Program studi Teknologi Pangan mempelajari proses produksi makanan dan memastikan makanan yang diproduksi aman untuk dikonsumsi dan memenuhi kebutuhan gizi konsumen. Maka dari itu, di prodi ini kamu juga akan mempelejari komponen kimiawi dan biologis di dalam makanan yang dapat berefek pada tubuh manusia. Selain itu, prodi Teknologi Pangan turut mempelajari efek sosial dari makananan yang kita konsumsi,termasuk bagaimana makananan mempengaruhi aspek ekonomi, psikologi dan kebudayaan kita. Disini kamu akan belajar bagaimana teknologi pengawetan, pemrosesan, pengemasan, penyimpanan, hingga produk makanan tersebut sampai di tangan konsumen untuk di konsumsi.

Setelah lulus, mahasiswa Ilmu Teknologi Pangan bisa berkarir di beberapa bidang ini:

1. Quality Control/Pengendalian Mutu

Kebanyakan sarjana yang baru lulus diterima bekerja di bagian Pengendalian Mutu (quality control), dimana mereka bertugas untuk memastikan proses pengolahan makanan di pabrik berjalan sesuai standar yang telah ditetapkan.

Misalnya staf quality control di pabrik es krim harus memastikan bahwa es krim yang dihasilkan telah melewati proses yang higienis dan dengan kandungan bahan makanan yang tidak merugikan. Pengawasan juga dilakukan sampai di tahap pengepakan, bahkan pengiriman produk.

Bagian Quality Control membutuhkan cukup banyak lulusan Teknologi Pangan. Untuk satu jenis produk kadang-kadang diperlukan 15 orang pengawas mutu. Jadi kebanyakan lulusan jurusan Ilmu Teknologi Pangan memang mengawali karir mereka di bagian Quality Control.

2. Pengembangan Produk (Product Development)

Prospek kerja teknologi pangan satu ini lebih kurangnya sama dengan peran research and development. Jika dilihat, prospek kerja teknologi pangan ini lebih rumit dibandingkan pengawas mutu ya. Untuk prospek kerja teknologi pangan satu ini, kamu akan lebih banyak melakukan riset, tes pasar, juga mengecek kandungan bahan yang sesuai untuk produk yang ada.

Pengembangan produk yang ada bisa terkait rasa, warna, atau variasi baru lainnya yang cocok dan bisa diterima pasar.

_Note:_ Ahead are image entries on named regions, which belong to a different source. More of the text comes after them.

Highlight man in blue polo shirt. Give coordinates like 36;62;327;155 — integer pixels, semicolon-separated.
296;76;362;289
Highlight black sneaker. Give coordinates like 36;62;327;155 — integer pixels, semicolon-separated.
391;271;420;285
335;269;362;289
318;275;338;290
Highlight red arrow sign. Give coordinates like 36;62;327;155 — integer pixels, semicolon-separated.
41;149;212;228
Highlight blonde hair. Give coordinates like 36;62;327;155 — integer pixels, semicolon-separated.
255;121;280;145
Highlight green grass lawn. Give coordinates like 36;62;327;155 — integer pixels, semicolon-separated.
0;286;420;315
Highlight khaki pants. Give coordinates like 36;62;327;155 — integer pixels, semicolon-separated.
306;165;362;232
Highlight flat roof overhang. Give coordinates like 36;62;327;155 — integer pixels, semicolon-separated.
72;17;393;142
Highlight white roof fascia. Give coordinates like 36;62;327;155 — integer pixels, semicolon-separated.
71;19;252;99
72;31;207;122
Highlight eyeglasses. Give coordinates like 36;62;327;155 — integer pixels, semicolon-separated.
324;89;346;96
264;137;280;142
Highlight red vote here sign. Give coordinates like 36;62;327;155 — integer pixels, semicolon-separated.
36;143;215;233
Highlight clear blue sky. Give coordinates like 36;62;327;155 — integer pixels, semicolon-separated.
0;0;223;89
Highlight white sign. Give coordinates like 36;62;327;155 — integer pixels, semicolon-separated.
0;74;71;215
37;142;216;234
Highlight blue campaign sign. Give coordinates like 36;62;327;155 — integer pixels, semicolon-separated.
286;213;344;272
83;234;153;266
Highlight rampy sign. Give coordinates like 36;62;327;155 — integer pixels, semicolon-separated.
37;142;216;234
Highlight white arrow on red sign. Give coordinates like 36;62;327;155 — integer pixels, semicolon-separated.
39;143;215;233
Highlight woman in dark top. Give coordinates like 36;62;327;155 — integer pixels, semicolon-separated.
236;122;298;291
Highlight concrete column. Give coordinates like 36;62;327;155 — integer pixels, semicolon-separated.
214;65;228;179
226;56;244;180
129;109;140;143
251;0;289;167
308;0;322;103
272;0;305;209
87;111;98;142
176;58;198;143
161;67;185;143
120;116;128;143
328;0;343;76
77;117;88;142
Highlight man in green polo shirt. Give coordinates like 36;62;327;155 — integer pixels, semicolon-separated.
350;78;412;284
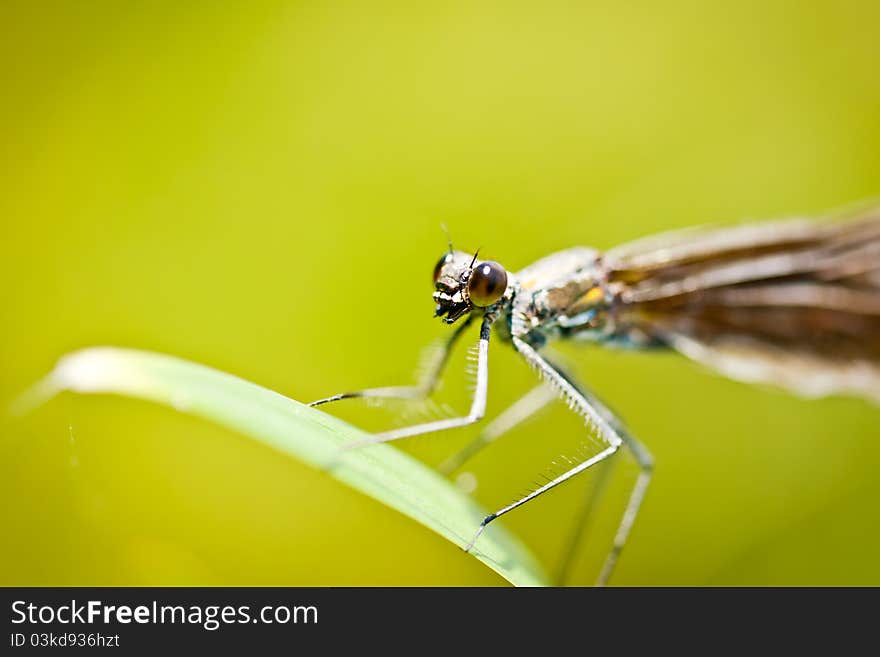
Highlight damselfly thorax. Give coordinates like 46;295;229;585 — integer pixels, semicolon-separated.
314;208;880;583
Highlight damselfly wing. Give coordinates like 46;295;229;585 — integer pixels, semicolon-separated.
313;207;880;584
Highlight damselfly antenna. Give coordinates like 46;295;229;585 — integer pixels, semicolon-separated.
470;247;482;269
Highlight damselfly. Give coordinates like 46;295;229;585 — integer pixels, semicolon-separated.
313;207;880;584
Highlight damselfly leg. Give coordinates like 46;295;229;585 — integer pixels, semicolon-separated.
465;337;653;585
320;313;495;451
309;316;473;406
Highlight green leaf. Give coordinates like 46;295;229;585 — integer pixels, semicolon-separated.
23;347;547;586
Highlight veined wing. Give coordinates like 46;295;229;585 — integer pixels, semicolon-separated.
605;207;880;402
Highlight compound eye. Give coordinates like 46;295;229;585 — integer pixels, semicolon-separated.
468;260;507;308
434;253;452;283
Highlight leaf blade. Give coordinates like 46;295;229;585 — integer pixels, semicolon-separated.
35;347;548;586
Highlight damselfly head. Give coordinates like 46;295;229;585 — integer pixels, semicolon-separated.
434;250;507;324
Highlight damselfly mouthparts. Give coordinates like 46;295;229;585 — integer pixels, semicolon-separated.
313;208;880;584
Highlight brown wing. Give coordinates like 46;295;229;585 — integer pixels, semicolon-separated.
605;208;880;401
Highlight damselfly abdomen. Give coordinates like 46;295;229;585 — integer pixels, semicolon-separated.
314;207;880;584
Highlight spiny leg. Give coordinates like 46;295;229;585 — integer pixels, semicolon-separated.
465;337;623;551
342;313;495;451
309;315;473;406
437;383;556;475
596;433;654;586
556;459;614;586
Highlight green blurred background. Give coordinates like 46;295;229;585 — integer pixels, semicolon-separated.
0;0;880;585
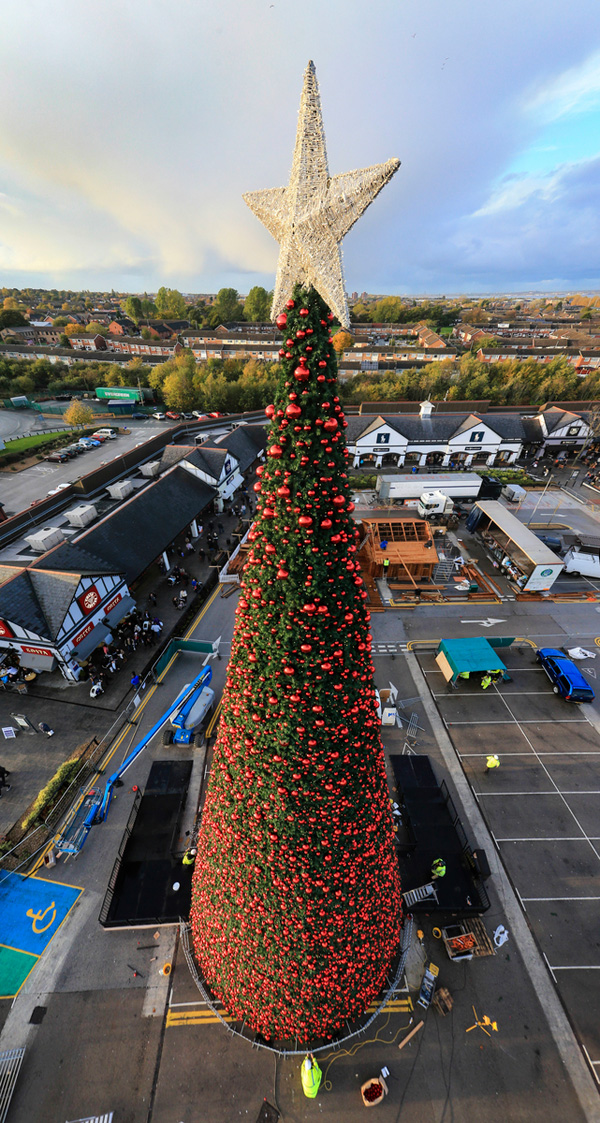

Tak jarang, kamu harus mencoba berkali-kali dan mengetes sample yang ada kepada orang-orang di sekitarmu untuk mencicipi dan memberi berbagai penilaian. Saat dibagikan, kemasan yang diberikan biasanya masih kemasan standar pabrik, belum dengan kemasan layak jual seperti yang kita temukan di supermarket ya. Kalau sudah cocok dan banyak disukai orang, barulah produk tersebut bisa diluncurkan dan dijual kepada masyarakat.

Orang-orang yang berada dalam prospek kerja teknologi pangan satu ini pun haruslah diseleksi dengan ketat, agar terpilih orang yang benar-benar sesuai. Selain bicara soal kemampuan, ini juga berbicara terkait kerahasiaan resep produk yang dikembangkan di suatu perusahaan. Semua resep dan pengembangannya tentunya harus menjadi “rahasia dapur” bagi perusahaan tersebut saja, pantang diberitahukan kepada orang lain apalagi kompetitor. Berbeda dengan prospek kerja teknologi pangan sebelumnya, prospek ini membutuhkan orang lebih sedikit, hanya satu sampai dua orang saja untuk setiap produknya.